Cell-type proportions were estimated using the CIBERSORT X algorithm[30] based on single cell signatures derived from the human lung cell atlas[31]. Differences in estimated proportions between comparator groups were evaluated for statistical significance using a Mann-Whitney test with Holm’s correction for multiple testing.

Regression of gene counts against viral load

We performed robust regression of the limma-generated quantile normalized gene counts (log2 scale) against log10(rpM) of SARS-CoV-2 for selected genes. The analysis was performed within each age cohort separately using the R package robustbase[44], which implements MM-type estimators for linear regression[45,46], the KS2014 setting and the model: quantile normalized counts (log2 scale) ~ log10(rpM). Model predictions were generated using the R package ggeffects and used for display in the individual gene plots. Error bands represent normal distribution 95% confidence intervals around each prediction. Reported p-values for significance of the difference of the regression coefficient from 0 are based on a t-statistic. Reported R2 values represent the adjusted robust coefficient of determination[47].

Data availability

Gene counts and sample metadata have been deposited under NCBI GEO accession GSE179277. The published human lung single-cell datasets used for cell-type proportions analysis can be obtained through Synapse under accessions syn21560510 and syn21560511. Supplemental Data 1. Differential expression results between the SARS-CoV-2 and No Virus groups in adults and children separately.

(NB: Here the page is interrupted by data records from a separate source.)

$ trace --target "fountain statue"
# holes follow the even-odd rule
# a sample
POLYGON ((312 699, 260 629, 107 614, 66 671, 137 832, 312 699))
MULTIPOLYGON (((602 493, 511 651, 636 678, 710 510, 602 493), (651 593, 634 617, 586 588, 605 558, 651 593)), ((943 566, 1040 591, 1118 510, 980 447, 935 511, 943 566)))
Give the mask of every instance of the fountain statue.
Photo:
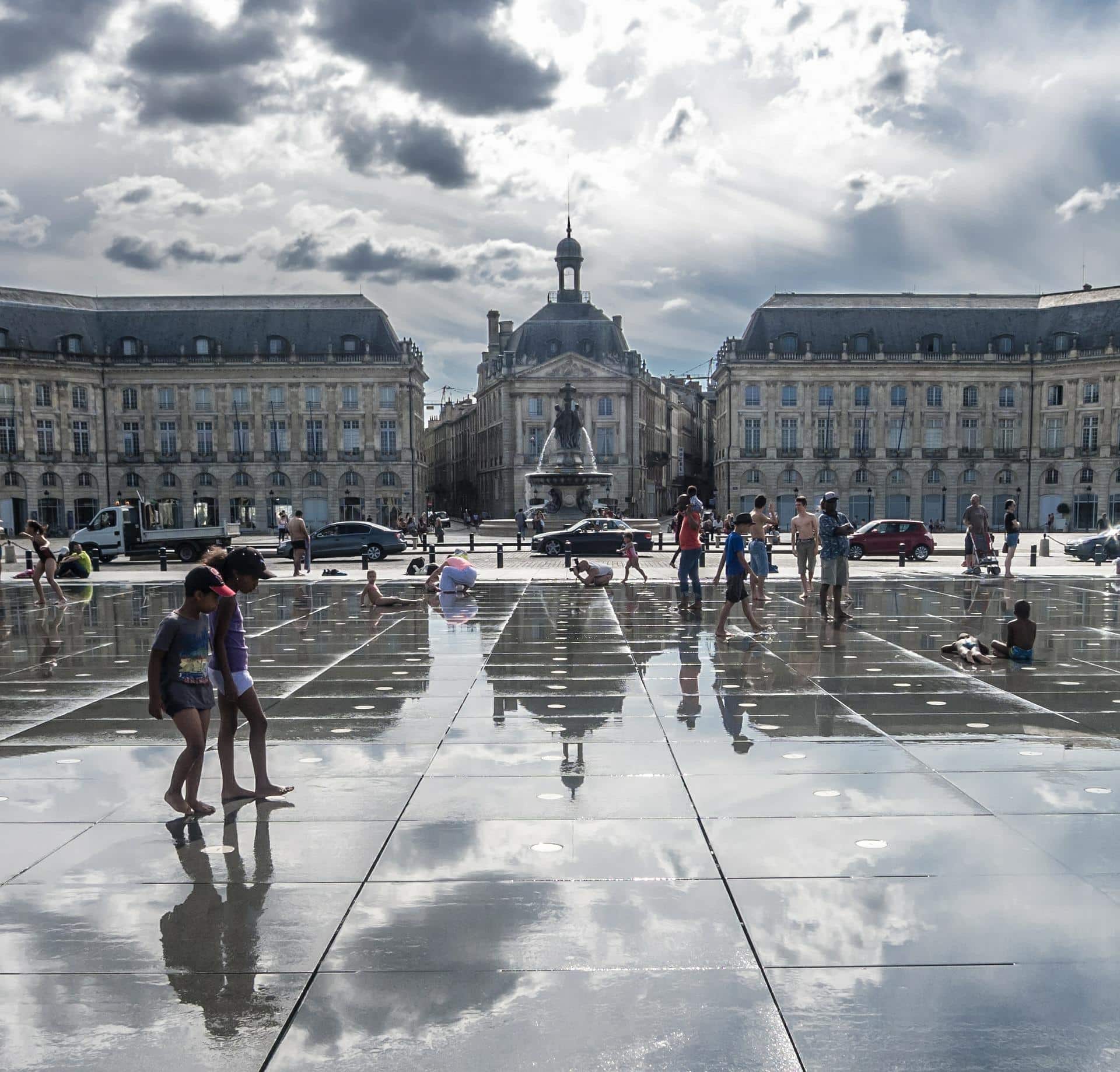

Supplemental Data 2. GSEA applied to the differential expression results between the SARS-CoV-2 and No Virus groups in adults and children separately. Supplemental Data 3. Differential expression results directly comparing children and adults with SARS-CoV-2, controlling for viral load. Supplemental Data 4. GSEA applied to the direct comparison between children and adults with SARS-CoV-2. Supplemental Data 5. In silico deconvolution of cell type proportions. Figure 3–figure supplement 1: Additional cell-types. Additional cell types included in the cell-type proportions analysis.